Please use excel and show all formulas

You are considering the purchase of a small existing office building for $2,575,000 today. Below, you are given the information you need to analyze the investment and decide how to proceed.

Your expectations for this stabilized property include the following: first-year gross potential income of $540,000; vacancy and collection losses equal to 13% of gross potential income; operating expenses equal to 35% of effective gross income; and capital expenditures equal to 7% of NOI. You have arranged a mortgage loan with 80% LTV and an annual interest rate of 5.5%. The loan will be amortized over 25 years with a monthly payment of $15,812.75.

  1. What is the estimated net operating income (NOI) and property-before-tax cash flow (PBTCF) for the first year of operations?

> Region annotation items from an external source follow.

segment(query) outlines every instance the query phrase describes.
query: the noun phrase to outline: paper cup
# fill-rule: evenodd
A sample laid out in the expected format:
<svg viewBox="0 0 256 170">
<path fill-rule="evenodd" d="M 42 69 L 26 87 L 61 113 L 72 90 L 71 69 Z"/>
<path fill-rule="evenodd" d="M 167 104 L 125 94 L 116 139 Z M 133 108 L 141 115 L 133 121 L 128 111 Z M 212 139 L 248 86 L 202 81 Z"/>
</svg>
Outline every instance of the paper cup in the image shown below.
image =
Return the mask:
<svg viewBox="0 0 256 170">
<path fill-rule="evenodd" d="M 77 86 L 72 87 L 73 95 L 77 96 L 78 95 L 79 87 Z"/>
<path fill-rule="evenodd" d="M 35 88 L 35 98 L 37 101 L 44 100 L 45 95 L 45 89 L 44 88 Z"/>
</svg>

Please show these calculations in the form of a pro forma.

  2. Calculate the following for comparison to other similar properties: (a) Capitalization rate? (b) Equity yield ratio? (c) Effective gross income multiplier?

    (d) Operating expense ratio? (e) Debt coverage ratio? (f) Debt yield ratio?

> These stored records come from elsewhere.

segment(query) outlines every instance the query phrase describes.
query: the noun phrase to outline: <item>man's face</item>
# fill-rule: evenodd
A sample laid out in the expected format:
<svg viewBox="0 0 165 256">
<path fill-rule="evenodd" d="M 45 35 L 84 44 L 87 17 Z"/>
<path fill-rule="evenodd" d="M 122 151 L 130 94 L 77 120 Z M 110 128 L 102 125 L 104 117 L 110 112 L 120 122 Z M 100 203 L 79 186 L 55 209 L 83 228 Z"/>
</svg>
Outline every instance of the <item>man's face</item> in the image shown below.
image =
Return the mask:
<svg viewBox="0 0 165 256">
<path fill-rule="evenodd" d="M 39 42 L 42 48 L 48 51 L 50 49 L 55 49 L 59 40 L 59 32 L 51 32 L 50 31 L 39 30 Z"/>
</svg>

  3. What can you conclude about this property based on these ratios? What opportunities do you see? What risks are you concerned about?

The value of the building and the NOI both grow at 10% per year for the next five years. You sell the property after year 5, and your selling expenses are 5% of the resale price. The interest rate on the mortgage loan is the cost of your debt. The average historical return of the stock market is the cost of your equity.

  1. Using the WACC approach, what discount rate should you apply in income valuation of the property?

  2. Using this discount rate, what is the value of the property? Based on this value, is the asking price worth it?